This question already has an answer here:
I'm trying to write a simple e-mail form for my website using html and php. Unfortunately if I upload all the files to my webserver and click the submit button the .php script won't be executed but downloaded. I know there are quite similar questions on the internet but they didn't solve my problem.

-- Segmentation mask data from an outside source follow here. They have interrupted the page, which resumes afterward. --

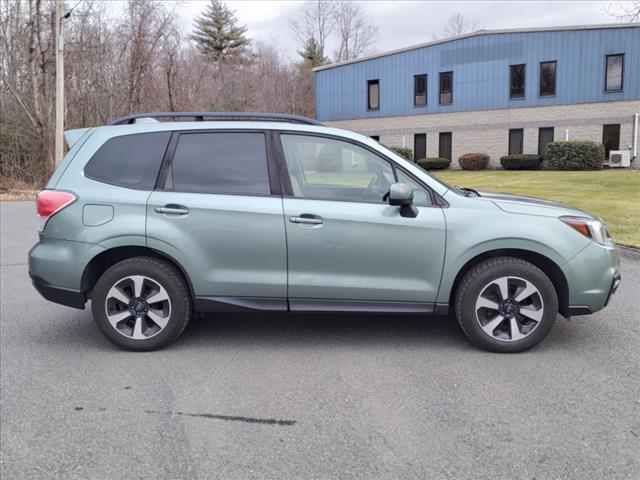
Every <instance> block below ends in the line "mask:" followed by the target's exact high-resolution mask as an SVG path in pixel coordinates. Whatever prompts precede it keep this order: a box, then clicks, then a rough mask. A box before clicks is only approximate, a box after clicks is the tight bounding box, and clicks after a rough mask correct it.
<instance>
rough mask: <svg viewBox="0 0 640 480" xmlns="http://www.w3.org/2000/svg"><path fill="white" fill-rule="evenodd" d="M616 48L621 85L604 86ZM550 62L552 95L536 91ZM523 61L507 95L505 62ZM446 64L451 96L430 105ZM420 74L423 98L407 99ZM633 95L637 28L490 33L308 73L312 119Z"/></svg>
mask: <svg viewBox="0 0 640 480" xmlns="http://www.w3.org/2000/svg"><path fill="white" fill-rule="evenodd" d="M614 53H624V54H625V58H624V85H623V91H622V92H616V93H606V92H605V91H604V76H605V55H608V54H614ZM552 60H555V61H557V65H556V95H555V96H553V97H540V96H539V69H540V62H544V61H552ZM519 63H525V64H526V65H527V67H526V88H525V97H524V98H522V99H513V100H510V99H509V65H514V64H519ZM446 71H453V72H454V73H453V103H452V104H450V105H438V82H439V75H438V74H439V73H440V72H446ZM424 73H426V74H427V75H428V78H427V105H426V106H420V107H416V106H414V105H413V77H414V75H418V74H424ZM373 79H379V80H380V109H379V110H375V111H367V80H373ZM638 98H640V27H629V28H609V29H607V28H602V29H591V30H564V31H550V32H521V33H496V34H490V35H479V36H475V37H469V38H462V39H459V40H454V41H451V42H447V43H442V44H438V45H432V46H427V47H422V48H418V49H415V50H410V51H405V52H399V53H395V54H391V55H388V56H384V57H379V58H372V59H369V60H364V61H361V62H356V63H352V64H347V65H343V66H338V67H333V68H328V69H325V70H319V71H317V72H316V107H317V118H318V119H319V120H321V121H322V120H345V119H351V118H367V117H384V116H395V115H412V114H424V113H442V112H459V111H465V110H485V109H497V108H518V107H530V106H538V105H558V104H571V103H587V102H601V101H609V100H635V99H638Z"/></svg>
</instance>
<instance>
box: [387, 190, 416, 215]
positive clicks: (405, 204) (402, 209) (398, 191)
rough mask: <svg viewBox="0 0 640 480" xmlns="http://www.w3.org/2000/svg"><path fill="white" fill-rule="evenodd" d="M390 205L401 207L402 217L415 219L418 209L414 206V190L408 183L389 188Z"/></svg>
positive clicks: (400, 212) (400, 213) (401, 213)
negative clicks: (414, 218)
mask: <svg viewBox="0 0 640 480" xmlns="http://www.w3.org/2000/svg"><path fill="white" fill-rule="evenodd" d="M389 205H392V206H396V207H400V215H401V216H403V217H409V218H415V217H417V216H418V209H417V208H416V206H415V205H414V204H413V190H412V189H411V187H410V186H409V185H407V184H406V183H400V182H398V183H393V184H391V187H390V188H389Z"/></svg>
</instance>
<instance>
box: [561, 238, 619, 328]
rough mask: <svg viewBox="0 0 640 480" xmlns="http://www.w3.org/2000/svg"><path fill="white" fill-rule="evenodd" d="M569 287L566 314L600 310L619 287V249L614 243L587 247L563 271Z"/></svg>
mask: <svg viewBox="0 0 640 480" xmlns="http://www.w3.org/2000/svg"><path fill="white" fill-rule="evenodd" d="M563 271H564V274H565V276H566V279H567V284H568V286H569V309H568V314H569V315H586V314H590V313H595V312H597V311H598V310H602V309H603V308H604V307H605V306H606V305H607V304H608V303H609V300H610V298H611V295H613V294H614V293H615V291H616V290H617V288H618V286H619V285H620V280H621V276H620V250H619V249H618V247H617V246H616V245H615V244H611V245H609V246H602V245H599V244H597V243H595V242H592V243H590V244H589V245H587V246H586V247H585V248H584V249H583V250H582V251H581V252H580V253H578V254H577V255H576V256H575V257H574V258H573V259H571V261H570V262H569V263H567V264H566V265H565V266H564V268H563Z"/></svg>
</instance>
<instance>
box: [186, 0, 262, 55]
mask: <svg viewBox="0 0 640 480" xmlns="http://www.w3.org/2000/svg"><path fill="white" fill-rule="evenodd" d="M194 27H195V31H194V34H193V35H192V37H191V38H193V40H195V42H196V45H197V46H198V49H199V50H200V51H201V52H202V53H203V54H206V55H211V56H212V57H213V58H214V59H215V60H224V59H227V58H229V57H234V56H241V55H244V54H246V53H248V52H249V44H250V43H251V40H249V39H248V38H247V37H246V36H245V33H246V32H247V27H246V26H239V25H238V19H237V18H236V16H235V13H234V12H233V10H231V9H230V8H229V7H227V6H226V5H225V4H224V3H223V2H222V1H221V0H211V3H210V4H209V5H207V8H206V9H205V10H204V12H203V13H202V14H201V15H200V16H199V17H198V18H196V20H195V22H194Z"/></svg>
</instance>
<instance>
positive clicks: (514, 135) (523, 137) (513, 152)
mask: <svg viewBox="0 0 640 480" xmlns="http://www.w3.org/2000/svg"><path fill="white" fill-rule="evenodd" d="M523 140H524V131H523V130H522V129H521V128H512V129H511V130H509V155H520V154H522V143H523Z"/></svg>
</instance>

So here's my html:
<!DOCTYPE html>
<title>Feedback Form</title>
<h1>Feedback Form</h1>
<form method="post" action="send_mail.php">
<p>
<label>First Name
<input type="text" name="first_name" required>
</label>
</p>
<p>
<label>Email
<input type="email" name="email_address">
</label>
</p>
<p>
<label>Comments
<textarea name="comments" maxlength="500"></textarea>
</label>
</p>
<p><button>Submit the form</button></p>
</form>
Here comes my .php file:
<?php
$webmaster_email = "user@t-online.de";
$feedback_page = "feedback_form.html";
$error_page = "error_message.html";
$thankyou_page = "thank_you.html";
$email_address = $_REQUEST['email_address'] ;
$comments = $_REQUEST['comments'] ;
$first_name = $_REQUEST['first_name'] ;
$msg =
"First Name: " . $first_name . "\r\n" .
"Email: " . $email_address . "\r\n" .
"Comments: " . $comments ;
function isInjected($str) {
$injections = array('(\n+)',
'(\r+)',
'(\t+)',
'(%0A+)',
'(%0D+)',
'(%08+)',
'(%09+)'
);
$inject = join('|', $injections);
$inject = "/$inject/i";
if(preg_match($inject,$str)) {
return true;
}
else {
return false;
}
}
if (!isset($_REQUEST['email_address'])) {
header( "Location: $feedback_page" );
}elseif (empty($first_name) || empty($email_address)) {
header( "Location: $error_page" );
}elseif ( isInjected($email_address) || isInjected($first_name) || isInjected($comments) ) {
header( "Location: $error_page" );
}else {
mail( "$webmaster_email", "Feedback Form Results", $msg );
header( "Location: $thankyou_page" );
}
?>
1.: I've tested this on chrome and the TOR-Browser
2.: Previous articles said that a error containing php file would be downloaded by browsers. I've checked the code multiple times but I haven't found any errors.